12. hysan ◴[30 Jun 24 15:36 UTC] No.40837782{3}[source]▶

>>40835820 #

I don’t think you’d need to download on the fly. You can imagine models being installed like extensions where chrome comes with Gemini installed by default. Then have the API allow for falling back to the default (Gemini) or throwing an error when no model is available. I’d contend that this would be a better API design because the user can choose to remove all models to save space on devices where AI is not needed (ex: kiosk).

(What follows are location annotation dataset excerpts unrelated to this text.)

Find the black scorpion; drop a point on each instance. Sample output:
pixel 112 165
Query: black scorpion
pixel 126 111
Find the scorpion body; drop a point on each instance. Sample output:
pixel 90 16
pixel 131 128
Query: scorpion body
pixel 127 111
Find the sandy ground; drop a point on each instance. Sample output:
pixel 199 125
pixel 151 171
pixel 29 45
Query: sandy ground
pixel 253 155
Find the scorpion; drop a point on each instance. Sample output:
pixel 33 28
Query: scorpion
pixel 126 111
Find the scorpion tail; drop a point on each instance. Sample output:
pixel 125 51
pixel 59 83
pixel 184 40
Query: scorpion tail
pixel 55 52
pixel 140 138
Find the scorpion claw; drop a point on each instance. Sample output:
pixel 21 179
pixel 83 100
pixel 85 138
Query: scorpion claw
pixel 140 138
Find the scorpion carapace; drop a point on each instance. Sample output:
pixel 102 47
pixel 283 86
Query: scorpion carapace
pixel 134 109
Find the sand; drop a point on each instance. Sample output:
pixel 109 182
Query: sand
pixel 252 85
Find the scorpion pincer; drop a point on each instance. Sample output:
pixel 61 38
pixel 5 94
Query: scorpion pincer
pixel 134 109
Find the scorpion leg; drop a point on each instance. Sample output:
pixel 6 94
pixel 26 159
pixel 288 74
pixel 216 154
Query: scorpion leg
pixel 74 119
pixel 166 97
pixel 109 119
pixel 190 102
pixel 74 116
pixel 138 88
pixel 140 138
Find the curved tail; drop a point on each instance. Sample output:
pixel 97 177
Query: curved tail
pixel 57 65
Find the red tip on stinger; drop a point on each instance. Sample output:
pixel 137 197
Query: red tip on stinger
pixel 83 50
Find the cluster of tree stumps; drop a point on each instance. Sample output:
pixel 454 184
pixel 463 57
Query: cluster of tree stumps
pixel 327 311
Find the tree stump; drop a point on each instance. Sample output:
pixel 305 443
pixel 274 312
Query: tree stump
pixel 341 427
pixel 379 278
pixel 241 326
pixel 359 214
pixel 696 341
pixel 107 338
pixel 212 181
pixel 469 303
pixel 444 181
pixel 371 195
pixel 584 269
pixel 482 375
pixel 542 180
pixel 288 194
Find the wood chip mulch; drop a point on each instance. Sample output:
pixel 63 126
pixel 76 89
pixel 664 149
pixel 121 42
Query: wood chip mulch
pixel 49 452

13. simonw ◴[30 Jun 24 21:00 UTC] No.40840327[source]▶

>>40836197 #

In the LLM engineering community we call those "evals", and they're critical to deploying useful solutions. More on that here: https://hamel.dev/blog/posts/evals/

14. langcss ◴[01 Jul 24 07:58 UTC] No.40843533[source]▶

>>40835549 (TP) #

Let alone temperature, max tokens, system, assistant, user, functions etc.

15. langcss ◴[01 Jul 24 08:01 UTC] No.40843547{3}[source]▶

>>40836178 #

That would be like making a constant for every nuget package/version tuple: unworkable because new versions and packages come out all the time.

Or making constants for every device manufacturer you can connect to via web Bluetooth.